Mais uma vez, uma cinematografia brilhante, uma excelente banda-sonora, um argumento coeso e preocupado, cheio de pormenores, sem cair nem no excesso nem na falta — no ponto certo.
Realizado por Kim Seong-hun, realizador responsável pelas duas temporadas, e escrito novamente por Kim Eun-hee, autora do argumento da série, conta nos principais papéis com a estrela sul-coreana Jun Ji-hyun como Ashin em adulta ou Park Byeong-eun como Min Chi Rok.
As atuações são sóbrias, mas muito expressivas, sobretudo o papel de Ashin, que vive sobretudo da mutabilidade na fisionomia da personagem à medida que se torna adulta e amargurada.

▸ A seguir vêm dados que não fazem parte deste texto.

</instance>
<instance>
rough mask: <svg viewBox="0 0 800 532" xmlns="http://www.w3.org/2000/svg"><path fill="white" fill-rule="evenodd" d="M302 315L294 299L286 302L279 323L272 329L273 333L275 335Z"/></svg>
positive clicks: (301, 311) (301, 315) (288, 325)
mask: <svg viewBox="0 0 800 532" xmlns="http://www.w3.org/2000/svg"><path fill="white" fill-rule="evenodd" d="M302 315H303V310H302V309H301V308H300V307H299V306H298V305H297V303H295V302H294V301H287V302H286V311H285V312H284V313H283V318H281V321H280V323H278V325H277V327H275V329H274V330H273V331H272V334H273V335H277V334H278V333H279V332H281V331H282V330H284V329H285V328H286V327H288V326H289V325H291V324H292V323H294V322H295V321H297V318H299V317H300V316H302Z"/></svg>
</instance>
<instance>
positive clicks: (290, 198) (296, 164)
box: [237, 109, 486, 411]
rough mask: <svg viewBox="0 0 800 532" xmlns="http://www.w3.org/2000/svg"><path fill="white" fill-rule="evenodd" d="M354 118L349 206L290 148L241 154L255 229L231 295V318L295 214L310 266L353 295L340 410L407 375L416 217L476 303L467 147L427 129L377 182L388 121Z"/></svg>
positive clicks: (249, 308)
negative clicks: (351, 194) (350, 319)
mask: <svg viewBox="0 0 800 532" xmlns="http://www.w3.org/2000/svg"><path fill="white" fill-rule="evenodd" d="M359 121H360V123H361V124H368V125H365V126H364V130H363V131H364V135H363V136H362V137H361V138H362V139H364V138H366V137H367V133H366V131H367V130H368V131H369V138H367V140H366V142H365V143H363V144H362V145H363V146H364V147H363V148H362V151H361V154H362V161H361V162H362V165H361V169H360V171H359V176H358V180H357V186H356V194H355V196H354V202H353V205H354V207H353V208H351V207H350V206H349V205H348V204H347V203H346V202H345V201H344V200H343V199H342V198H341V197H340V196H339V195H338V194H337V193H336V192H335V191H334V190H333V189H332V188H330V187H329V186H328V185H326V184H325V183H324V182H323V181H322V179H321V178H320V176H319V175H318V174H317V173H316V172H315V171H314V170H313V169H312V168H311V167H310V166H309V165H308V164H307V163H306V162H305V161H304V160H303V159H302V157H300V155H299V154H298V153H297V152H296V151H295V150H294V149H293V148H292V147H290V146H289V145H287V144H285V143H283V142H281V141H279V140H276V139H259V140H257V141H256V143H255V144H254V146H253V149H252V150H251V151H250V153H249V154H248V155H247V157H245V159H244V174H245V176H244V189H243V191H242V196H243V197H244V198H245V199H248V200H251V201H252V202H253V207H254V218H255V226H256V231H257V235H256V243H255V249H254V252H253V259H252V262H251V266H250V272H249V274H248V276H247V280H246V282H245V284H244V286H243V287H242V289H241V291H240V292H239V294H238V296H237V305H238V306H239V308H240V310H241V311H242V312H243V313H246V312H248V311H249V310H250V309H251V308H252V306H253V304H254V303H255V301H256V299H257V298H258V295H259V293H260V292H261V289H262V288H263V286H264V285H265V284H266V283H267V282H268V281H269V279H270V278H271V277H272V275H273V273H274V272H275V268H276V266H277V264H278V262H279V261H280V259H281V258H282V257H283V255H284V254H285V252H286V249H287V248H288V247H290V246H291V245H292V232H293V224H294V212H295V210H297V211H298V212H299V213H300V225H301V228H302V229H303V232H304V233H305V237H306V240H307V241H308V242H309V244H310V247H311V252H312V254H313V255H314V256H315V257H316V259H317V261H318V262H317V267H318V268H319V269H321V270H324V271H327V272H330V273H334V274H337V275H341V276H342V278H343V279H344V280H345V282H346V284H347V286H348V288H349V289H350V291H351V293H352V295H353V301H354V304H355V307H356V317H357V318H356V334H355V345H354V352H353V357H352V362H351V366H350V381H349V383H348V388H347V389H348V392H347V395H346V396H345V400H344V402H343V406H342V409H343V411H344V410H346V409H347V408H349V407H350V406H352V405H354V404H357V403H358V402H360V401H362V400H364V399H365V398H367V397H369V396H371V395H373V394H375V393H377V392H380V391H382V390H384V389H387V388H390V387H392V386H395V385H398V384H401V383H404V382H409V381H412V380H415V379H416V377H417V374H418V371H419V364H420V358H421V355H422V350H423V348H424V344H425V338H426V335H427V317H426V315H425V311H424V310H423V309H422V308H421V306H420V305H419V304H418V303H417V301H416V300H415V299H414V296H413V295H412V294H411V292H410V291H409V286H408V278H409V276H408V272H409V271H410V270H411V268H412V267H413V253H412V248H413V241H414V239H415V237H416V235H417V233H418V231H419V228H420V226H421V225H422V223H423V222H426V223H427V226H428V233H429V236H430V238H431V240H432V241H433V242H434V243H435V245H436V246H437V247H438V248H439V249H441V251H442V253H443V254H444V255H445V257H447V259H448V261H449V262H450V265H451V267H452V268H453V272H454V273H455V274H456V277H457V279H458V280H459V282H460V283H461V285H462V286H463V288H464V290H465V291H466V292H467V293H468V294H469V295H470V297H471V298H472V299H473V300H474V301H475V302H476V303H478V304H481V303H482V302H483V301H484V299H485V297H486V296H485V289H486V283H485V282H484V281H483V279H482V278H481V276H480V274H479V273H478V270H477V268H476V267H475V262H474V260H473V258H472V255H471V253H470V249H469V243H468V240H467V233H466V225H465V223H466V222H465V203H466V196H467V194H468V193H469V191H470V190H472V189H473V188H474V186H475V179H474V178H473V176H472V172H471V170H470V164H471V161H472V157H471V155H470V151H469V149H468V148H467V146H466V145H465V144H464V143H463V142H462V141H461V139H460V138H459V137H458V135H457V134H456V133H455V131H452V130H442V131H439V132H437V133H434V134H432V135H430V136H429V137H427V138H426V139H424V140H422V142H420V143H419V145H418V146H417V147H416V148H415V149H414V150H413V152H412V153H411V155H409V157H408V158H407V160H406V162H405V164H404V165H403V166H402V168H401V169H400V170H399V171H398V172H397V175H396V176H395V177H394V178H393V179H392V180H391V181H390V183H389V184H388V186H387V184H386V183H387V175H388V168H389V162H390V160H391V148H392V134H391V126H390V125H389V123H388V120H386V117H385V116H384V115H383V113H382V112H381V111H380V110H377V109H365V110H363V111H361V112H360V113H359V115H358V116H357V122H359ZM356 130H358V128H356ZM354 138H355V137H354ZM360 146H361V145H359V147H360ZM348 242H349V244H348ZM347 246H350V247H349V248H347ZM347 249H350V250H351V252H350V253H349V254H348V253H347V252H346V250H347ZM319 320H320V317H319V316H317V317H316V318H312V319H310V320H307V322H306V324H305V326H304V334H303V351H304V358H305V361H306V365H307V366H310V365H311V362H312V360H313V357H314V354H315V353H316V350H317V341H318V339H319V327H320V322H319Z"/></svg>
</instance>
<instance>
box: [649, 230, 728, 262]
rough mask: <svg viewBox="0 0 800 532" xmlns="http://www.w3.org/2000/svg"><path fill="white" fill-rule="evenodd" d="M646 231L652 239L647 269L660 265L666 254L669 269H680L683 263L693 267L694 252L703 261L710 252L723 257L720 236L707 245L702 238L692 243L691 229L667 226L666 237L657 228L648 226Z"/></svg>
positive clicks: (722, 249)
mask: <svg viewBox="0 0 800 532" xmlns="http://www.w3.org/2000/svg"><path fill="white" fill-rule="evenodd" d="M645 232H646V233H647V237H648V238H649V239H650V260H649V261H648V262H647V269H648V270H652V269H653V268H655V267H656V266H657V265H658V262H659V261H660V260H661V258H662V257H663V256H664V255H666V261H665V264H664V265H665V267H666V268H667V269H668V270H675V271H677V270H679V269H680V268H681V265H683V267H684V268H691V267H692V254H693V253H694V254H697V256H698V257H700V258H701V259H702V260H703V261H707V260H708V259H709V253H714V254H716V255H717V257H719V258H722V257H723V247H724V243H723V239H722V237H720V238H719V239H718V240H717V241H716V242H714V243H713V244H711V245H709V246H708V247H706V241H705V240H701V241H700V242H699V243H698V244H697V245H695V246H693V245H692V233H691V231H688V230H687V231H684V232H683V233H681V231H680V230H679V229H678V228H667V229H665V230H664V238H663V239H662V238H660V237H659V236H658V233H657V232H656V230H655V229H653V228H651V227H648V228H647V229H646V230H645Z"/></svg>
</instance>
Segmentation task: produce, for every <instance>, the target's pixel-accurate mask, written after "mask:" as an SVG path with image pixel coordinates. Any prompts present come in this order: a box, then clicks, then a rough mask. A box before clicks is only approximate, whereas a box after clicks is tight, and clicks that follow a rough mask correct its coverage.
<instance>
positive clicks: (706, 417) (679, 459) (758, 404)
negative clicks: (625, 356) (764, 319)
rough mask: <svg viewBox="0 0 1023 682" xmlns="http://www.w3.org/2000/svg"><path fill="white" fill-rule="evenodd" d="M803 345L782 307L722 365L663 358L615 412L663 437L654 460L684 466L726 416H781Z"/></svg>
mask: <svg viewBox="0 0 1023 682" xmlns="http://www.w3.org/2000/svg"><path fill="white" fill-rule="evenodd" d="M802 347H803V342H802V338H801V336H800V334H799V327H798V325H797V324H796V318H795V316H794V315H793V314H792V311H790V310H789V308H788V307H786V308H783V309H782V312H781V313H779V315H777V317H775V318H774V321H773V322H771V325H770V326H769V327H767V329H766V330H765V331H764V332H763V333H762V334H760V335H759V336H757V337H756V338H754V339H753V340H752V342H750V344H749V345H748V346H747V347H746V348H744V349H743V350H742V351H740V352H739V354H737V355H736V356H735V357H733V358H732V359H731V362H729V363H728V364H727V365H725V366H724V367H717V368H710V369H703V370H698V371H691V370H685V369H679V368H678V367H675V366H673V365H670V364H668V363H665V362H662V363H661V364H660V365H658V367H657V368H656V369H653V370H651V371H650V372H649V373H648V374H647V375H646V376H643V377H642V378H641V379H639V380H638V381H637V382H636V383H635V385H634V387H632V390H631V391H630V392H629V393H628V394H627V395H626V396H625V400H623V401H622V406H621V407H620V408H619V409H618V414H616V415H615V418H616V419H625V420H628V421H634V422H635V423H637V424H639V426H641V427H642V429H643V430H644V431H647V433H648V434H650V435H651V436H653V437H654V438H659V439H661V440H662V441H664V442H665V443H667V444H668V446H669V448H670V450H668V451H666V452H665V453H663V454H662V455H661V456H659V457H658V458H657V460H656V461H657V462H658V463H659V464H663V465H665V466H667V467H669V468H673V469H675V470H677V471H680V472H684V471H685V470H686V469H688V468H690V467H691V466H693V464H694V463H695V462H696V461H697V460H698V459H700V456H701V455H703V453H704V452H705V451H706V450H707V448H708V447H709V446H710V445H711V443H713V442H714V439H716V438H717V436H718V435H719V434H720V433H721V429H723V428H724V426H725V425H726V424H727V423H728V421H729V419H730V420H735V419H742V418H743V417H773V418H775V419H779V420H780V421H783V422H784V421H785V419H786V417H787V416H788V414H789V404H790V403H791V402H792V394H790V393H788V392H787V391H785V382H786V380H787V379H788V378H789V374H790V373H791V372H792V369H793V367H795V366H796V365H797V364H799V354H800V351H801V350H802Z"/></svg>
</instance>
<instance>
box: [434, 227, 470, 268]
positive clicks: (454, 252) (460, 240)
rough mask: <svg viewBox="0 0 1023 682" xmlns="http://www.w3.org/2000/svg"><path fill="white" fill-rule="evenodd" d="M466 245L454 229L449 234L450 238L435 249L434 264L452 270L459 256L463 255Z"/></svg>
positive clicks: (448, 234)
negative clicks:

Um episódio especial que permite matar saudades aos fãs da série, mas trazer para o seu universo aqueles que ainda não viram a série, já que a história funciona perfeitamente sozinha e independente da série.
Começa como prequela e vai aproximando-se da linha temporal da série, explicando, pois, o encontro de Ashin com Seo-bi, que havia partido para Norte à procura das origens da planta.
Todos estes pormenores, aliados ao extremo bom gosto das imagens, o fantástico guarda roupa, o ritual que compõe as conversas entre os vários personagens, frequentemente nas sombras da noite, e até mesmo o facto de não recorrer constantemente ao fantástico como atrativo suculento — fazem de “Ashin of the North” um pequeno oásis de ideias.
Aposta na capacidade dos seus atores mostrarem emoções sem necessariamente as transmitir por palavras, o que lhes confere maior responsabilidade no modo como captam a atenção do espetador — isso encontra-se especialmente exposto no papel de Jun Ji-hyun.
Por tudo isto e ainda mais alguns twists subtil e sabiamente introduzidos na história, “Ashin of the North” é com toda a certeza uma excelente maneira de passar uma hora e meia na companhia de grande entretenimento.